= Matthew Jocelyn =

Canadian theatre director

Matthew Jocelyn (born 1958) is the former artistic and general director of Canadian Stage, a not-for-profit theatre in Toronto, Ontario, Canada. Prior to his appointment at Canadian Stage, Jocelyn was the artistic and general director of the Atelier du Rhin in Alsace, France for 10 years. He was named Chevalier des Art et des Lettres (Knight of the Order of Arts and Letters), by the French Ministry of Culture in July 2008.

==Career==
Jocelyn has worked as a theatre and opera director, arts administrator, producer, opera librettist, and translator.

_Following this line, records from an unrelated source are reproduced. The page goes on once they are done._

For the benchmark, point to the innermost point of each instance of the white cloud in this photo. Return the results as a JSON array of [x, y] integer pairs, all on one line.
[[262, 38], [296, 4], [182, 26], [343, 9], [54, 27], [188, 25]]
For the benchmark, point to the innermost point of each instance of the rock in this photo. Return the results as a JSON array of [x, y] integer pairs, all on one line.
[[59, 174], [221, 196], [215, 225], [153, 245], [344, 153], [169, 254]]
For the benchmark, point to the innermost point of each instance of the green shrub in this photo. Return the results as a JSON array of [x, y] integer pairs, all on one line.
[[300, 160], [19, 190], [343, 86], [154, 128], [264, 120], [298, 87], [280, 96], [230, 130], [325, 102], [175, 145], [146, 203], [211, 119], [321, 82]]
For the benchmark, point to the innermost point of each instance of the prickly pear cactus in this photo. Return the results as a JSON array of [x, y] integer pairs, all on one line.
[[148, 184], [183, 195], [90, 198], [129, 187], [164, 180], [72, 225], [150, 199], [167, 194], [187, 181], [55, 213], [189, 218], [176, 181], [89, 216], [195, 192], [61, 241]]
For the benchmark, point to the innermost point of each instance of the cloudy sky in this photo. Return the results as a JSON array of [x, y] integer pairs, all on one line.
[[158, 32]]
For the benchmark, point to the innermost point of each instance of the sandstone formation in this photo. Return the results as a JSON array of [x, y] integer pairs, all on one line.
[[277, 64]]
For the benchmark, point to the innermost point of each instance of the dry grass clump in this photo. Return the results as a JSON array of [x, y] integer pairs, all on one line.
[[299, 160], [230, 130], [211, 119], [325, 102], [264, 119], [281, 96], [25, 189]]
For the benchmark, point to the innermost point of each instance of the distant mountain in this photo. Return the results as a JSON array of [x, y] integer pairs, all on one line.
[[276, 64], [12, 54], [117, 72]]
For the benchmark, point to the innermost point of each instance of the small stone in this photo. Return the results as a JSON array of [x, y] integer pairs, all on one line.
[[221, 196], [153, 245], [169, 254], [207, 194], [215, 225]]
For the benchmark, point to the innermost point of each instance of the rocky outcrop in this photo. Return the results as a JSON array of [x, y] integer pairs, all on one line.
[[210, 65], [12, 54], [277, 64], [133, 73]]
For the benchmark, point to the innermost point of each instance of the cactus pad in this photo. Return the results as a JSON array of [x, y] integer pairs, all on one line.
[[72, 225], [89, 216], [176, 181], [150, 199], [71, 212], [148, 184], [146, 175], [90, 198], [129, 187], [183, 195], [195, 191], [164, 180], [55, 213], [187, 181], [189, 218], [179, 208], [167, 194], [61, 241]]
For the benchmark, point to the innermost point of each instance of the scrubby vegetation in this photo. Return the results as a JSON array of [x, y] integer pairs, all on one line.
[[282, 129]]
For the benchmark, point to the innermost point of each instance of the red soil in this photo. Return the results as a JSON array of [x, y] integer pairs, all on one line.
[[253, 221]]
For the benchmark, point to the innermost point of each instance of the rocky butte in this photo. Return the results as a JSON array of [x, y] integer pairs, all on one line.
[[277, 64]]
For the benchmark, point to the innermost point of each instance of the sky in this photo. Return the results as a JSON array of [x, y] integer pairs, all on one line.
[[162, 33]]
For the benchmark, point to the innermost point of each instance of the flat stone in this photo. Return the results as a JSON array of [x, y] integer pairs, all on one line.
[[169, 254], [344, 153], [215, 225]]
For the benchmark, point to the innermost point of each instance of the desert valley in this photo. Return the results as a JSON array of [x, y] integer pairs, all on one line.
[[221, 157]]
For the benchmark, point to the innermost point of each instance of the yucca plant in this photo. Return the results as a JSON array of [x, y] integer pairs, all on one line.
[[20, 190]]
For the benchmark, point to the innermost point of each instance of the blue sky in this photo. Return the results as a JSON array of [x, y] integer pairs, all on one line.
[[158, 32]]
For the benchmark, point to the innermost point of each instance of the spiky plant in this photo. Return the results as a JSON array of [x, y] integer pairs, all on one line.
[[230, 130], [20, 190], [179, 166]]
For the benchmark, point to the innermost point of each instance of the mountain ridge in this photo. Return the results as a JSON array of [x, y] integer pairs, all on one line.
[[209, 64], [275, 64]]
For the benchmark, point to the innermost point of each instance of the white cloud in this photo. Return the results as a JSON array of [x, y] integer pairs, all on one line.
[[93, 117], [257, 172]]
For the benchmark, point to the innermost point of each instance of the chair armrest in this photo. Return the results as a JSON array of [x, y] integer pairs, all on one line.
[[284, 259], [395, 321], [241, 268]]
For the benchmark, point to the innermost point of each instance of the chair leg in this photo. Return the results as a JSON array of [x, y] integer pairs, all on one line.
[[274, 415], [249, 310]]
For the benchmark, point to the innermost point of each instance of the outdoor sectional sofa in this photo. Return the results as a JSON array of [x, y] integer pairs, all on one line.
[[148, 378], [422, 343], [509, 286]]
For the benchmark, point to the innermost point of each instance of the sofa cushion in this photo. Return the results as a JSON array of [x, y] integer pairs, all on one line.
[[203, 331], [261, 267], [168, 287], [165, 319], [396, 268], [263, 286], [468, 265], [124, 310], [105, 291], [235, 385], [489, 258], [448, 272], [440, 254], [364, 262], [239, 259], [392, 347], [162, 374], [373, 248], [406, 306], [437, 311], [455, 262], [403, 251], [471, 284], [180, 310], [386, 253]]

Born in Canada, he studied at Mount Allison University, l'Université d'Aix-Marseille, McGill University and Oxford University, where he was a Rhodes Scholar. He moved to France in 1982, where he held the position of lecteur d'anglais at the École Normale Supérieure, rue d'Ulm. He co-founded the Théâtre de l'Autre Rive in Paris in 1983, and the Théâtre Des-Hérités in 1992. In 1995, he joined the Centre de Formation Lyrique of the Paris National Opera, in charge of stage work. In 1998, Jocelyn was named artistic and general director of the Atelier du Rhin, Centre Dramatique, in Colmar, France.

Sara Angel in Maclean's Magazine called Jocelyn "one of this country's most brilliant creative forces - and one of its most controversial."